Our findings from experiments with low-dose cadmium exposure of epithelial cells suggest that ANO1 is a direct target of miR-381, which is downregulated with low-dose cadmium exposure. Therefore, cigarette-induced cadmium toxicity may alter mechanisms of cellular homeostasis at very low concentrations, and cadmium exposure in a person with an existing lung disease may have an additional or adverse effect, increasing susceptibility to infections and environmental allergens.
This interaction of cadmium, microRNA-381, and ANO1 suggests that microRNAs could serve as potential therapeutic targets that need further exploration in cadmium exposure and subsequent lung damage.“
Veena Antony, MD, Professor, UAB Department of Medicine
At UAB, Antony holds the Endowed Chair for Environmental Health Sciences, leads the Superfund Research Center, and is a member of the Department of Pulmonary, Allergy, and Critical Care Medicine.

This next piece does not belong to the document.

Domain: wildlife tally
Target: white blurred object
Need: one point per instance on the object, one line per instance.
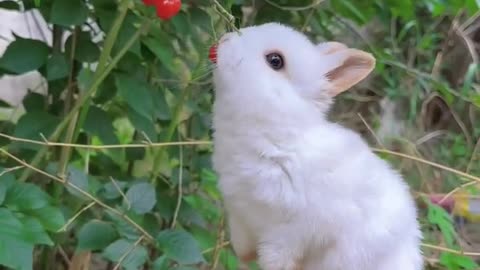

Co-authors with Antony in the study „Low-dose Cadmium Exposure Regulates miR-381-ANO1 Interaction in Airway Epithelial Cells“ include Pooja Singh, Fu Jun Li, Kevin Dsouza, Crystal T. Stephens, Huaxiu Zheng, and Mark T. Dransfield, from the UAB Department of Medicine, Department of Pulmonary, Allergy, and Critical Care Medicine; and Abhishek Kumar, UAB Superfund Center Advisory Board, Gainesville, Florida.
The study was supported by National Institute of Environmental Health Sciences grant ES027723.
University of Alabama at Birmingham
Singh, P., et al. (2024). Exposure to low-dose cadmium regulates miR-381-ANO1 interaction in airway epithelial cells. Scientific Reports. doi.org/10.1038/s41598-023-50471-z.